Personal information
- Date of birth: 2 May 1975 (age 51)
- Place of birth: Amsterdam, Netherlands
- Height: 1.91 m (6 ft 3 in)
- Position: Goalkeeper

Senior career*
- Years: Team / Apps / (Gls)
- 1994–1997: Haarlem / 46 / (0)
- 1997–1999: Heerenveen / 1 / (0)
- 1999–2005: RKC Waalwijk / 93 / (0)
- 2005–2006: Omonia Nicosia / 11 / (0)
- 2006–2007: AZ / 11 / (0)
- 2007–2008: Kasımpaşa / 23 / (0)
- 2009: Hamburger SV / 0 / (0)
- 2009–2011: Utrecht / 2 / (0)
- 2011–2012: PSV / 1 / (0)
- 2012–2013: NEC / 6 / (0)
- 2013–2014: Sparta Rotterdam / 38 / (0)
- Total:  / 232 / (0)

International career
- 2004–2005: Morocco / 4 / (0)

= Khalid Sinouh =

Morocco international footballer (born 1975)

Khalid Sinouh (خالد سينوح; born 2 May 1975) is a former professional footballer who played as a goalkeeper.

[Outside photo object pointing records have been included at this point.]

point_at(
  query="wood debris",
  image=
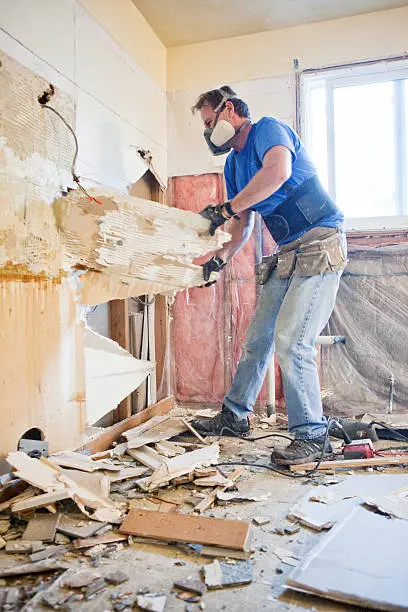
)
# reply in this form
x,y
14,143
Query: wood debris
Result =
x,y
187,528
48,565
77,461
163,428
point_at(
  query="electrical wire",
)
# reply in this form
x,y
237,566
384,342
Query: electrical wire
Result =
x,y
273,468
43,99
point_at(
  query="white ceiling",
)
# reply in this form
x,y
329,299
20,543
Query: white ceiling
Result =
x,y
183,22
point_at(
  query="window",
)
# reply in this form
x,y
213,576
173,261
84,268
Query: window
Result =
x,y
355,125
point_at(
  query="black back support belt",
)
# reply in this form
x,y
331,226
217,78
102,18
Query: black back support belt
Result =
x,y
305,206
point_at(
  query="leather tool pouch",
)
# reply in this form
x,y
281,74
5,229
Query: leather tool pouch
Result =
x,y
319,256
264,269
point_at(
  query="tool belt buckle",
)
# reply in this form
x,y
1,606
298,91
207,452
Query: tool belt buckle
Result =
x,y
264,269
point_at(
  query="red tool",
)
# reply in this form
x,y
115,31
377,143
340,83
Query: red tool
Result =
x,y
359,449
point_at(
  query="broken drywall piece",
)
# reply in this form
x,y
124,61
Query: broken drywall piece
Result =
x,y
186,528
111,372
182,464
134,240
77,461
214,481
219,575
146,456
395,504
37,473
345,565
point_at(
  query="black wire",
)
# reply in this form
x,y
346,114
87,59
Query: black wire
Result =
x,y
65,122
271,467
394,431
75,177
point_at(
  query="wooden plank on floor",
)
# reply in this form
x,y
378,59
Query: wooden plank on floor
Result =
x,y
349,464
42,528
186,528
160,337
105,440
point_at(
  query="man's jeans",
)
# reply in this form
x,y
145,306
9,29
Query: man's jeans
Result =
x,y
290,315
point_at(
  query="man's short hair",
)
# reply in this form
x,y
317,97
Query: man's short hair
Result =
x,y
214,97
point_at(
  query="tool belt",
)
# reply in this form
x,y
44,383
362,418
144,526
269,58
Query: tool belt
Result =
x,y
305,205
319,250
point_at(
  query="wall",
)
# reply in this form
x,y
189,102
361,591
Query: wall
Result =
x,y
260,67
118,89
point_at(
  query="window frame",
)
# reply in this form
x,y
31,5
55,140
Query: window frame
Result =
x,y
395,70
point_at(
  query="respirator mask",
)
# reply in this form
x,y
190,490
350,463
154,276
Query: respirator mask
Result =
x,y
221,133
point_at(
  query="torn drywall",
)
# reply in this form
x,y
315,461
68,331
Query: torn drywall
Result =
x,y
111,374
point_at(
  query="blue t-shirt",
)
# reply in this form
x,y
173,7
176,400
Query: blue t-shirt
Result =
x,y
240,167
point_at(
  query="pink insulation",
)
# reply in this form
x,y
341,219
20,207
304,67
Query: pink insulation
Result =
x,y
210,324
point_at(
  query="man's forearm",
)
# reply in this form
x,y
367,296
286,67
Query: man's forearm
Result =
x,y
240,230
260,187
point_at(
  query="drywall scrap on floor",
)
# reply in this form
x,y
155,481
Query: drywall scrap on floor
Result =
x,y
111,373
138,242
360,561
42,377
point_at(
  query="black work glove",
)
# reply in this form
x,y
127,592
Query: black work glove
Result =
x,y
218,215
212,268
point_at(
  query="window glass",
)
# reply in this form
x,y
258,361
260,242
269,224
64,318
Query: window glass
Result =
x,y
364,147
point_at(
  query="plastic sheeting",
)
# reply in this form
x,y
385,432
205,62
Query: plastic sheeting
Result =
x,y
372,312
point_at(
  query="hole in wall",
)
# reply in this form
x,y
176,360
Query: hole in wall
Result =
x,y
32,434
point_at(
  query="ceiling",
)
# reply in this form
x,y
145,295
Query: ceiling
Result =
x,y
183,22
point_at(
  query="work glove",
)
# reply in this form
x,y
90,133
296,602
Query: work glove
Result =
x,y
218,215
212,269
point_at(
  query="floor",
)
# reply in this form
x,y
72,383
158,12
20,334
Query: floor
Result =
x,y
155,568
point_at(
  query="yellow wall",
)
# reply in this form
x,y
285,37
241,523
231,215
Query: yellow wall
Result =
x,y
269,54
129,28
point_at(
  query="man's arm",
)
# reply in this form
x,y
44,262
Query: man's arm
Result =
x,y
240,230
276,169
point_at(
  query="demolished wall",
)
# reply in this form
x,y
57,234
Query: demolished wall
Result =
x,y
47,251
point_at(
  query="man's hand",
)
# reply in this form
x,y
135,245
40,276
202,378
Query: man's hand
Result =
x,y
211,270
218,215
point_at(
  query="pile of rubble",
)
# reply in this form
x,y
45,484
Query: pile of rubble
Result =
x,y
73,508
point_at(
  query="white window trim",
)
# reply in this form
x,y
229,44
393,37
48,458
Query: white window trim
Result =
x,y
361,74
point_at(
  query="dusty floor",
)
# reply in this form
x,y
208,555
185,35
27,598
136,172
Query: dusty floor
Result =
x,y
155,567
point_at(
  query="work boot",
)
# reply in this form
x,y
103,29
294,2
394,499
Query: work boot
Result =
x,y
225,423
302,451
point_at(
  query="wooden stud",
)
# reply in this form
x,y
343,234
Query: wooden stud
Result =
x,y
119,331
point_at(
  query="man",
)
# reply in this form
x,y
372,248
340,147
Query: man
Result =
x,y
269,171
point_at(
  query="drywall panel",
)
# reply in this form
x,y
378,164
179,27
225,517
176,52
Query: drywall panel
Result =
x,y
108,147
119,83
46,27
129,28
36,153
188,152
268,54
111,374
42,369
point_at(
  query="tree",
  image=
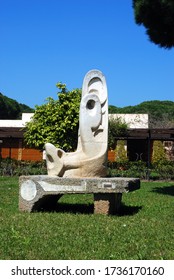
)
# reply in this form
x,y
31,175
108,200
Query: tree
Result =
x,y
56,121
157,16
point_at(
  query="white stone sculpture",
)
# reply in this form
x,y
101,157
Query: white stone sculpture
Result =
x,y
89,160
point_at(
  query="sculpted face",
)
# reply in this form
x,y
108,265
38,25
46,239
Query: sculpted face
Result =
x,y
90,157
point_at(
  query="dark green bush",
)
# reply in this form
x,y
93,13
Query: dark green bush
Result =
x,y
11,167
163,170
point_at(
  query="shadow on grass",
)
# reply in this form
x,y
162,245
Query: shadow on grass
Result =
x,y
167,190
86,209
126,210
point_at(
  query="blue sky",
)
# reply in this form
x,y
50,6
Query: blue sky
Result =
x,y
47,41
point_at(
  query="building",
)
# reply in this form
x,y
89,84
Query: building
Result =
x,y
12,140
138,141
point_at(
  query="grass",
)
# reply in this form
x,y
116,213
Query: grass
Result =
x,y
144,229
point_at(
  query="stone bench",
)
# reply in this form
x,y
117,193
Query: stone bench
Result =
x,y
39,190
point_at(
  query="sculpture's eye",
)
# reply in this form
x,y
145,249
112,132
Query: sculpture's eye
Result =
x,y
90,104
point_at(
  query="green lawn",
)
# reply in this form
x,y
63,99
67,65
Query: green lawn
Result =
x,y
144,228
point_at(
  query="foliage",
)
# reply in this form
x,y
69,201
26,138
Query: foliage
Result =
x,y
145,225
116,128
157,16
56,121
12,167
10,109
158,154
163,170
121,154
161,113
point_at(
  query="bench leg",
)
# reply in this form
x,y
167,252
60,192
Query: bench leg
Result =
x,y
107,203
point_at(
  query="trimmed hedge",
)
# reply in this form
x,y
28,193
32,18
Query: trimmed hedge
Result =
x,y
163,170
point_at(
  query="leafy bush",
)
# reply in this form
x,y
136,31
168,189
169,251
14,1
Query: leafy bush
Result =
x,y
11,167
164,170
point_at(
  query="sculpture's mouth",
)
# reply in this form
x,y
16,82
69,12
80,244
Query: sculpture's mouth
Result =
x,y
90,104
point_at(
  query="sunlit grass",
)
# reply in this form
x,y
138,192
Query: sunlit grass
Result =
x,y
144,228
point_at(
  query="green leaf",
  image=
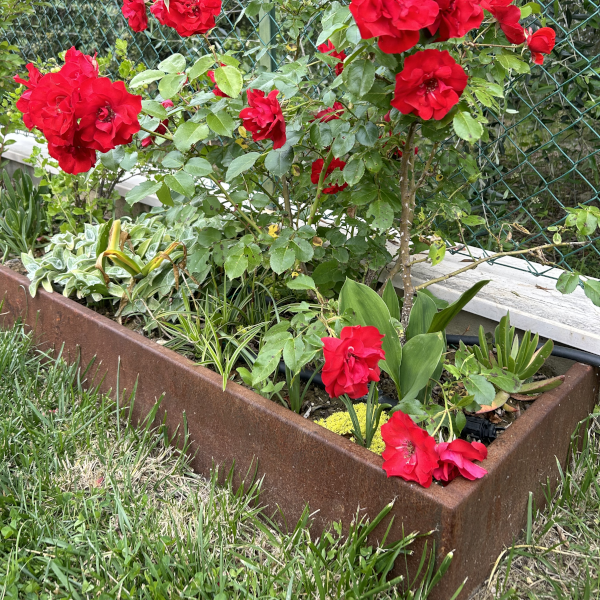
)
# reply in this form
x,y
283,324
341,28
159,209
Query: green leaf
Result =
x,y
391,300
188,133
442,319
466,127
171,84
182,183
146,77
174,64
199,167
302,282
241,164
369,308
139,192
282,259
359,77
236,264
567,283
200,67
154,109
354,171
229,80
421,315
221,123
481,389
278,162
382,213
420,358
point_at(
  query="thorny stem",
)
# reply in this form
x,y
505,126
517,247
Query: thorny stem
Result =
x,y
317,200
475,264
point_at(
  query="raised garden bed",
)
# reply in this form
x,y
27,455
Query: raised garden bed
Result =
x,y
304,463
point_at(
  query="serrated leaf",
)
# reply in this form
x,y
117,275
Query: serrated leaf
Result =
x,y
241,164
146,77
229,80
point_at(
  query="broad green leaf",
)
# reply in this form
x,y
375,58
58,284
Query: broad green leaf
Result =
x,y
282,259
466,127
182,183
221,123
199,167
567,283
171,84
229,80
174,64
442,319
200,67
146,77
188,133
139,192
369,308
420,357
359,77
302,282
241,164
421,315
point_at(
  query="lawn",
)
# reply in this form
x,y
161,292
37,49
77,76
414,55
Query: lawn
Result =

Born in the Netherlands, he represented Morocco at international level.

==Career==
Sinouh debuted playing for HFC Haarlem in the Dutch second-tier Eerste Divisie at the age of 19 in the 1994–95 season. After three seasons playing for Haarlem, he signed for Eerste Divisie club, SC Heerenveen in 1997. He only played one match in a year and a half for Heerenveen. RKC Waalwijk became Sinouh's new club in the middle of the 1998–99 season. The Moroccan keeper was the second keeper behind the experienced Rob van Dijk and for two seasons he made no appearances. After years on the bench, he played again in the season 2000–01 having three appearances.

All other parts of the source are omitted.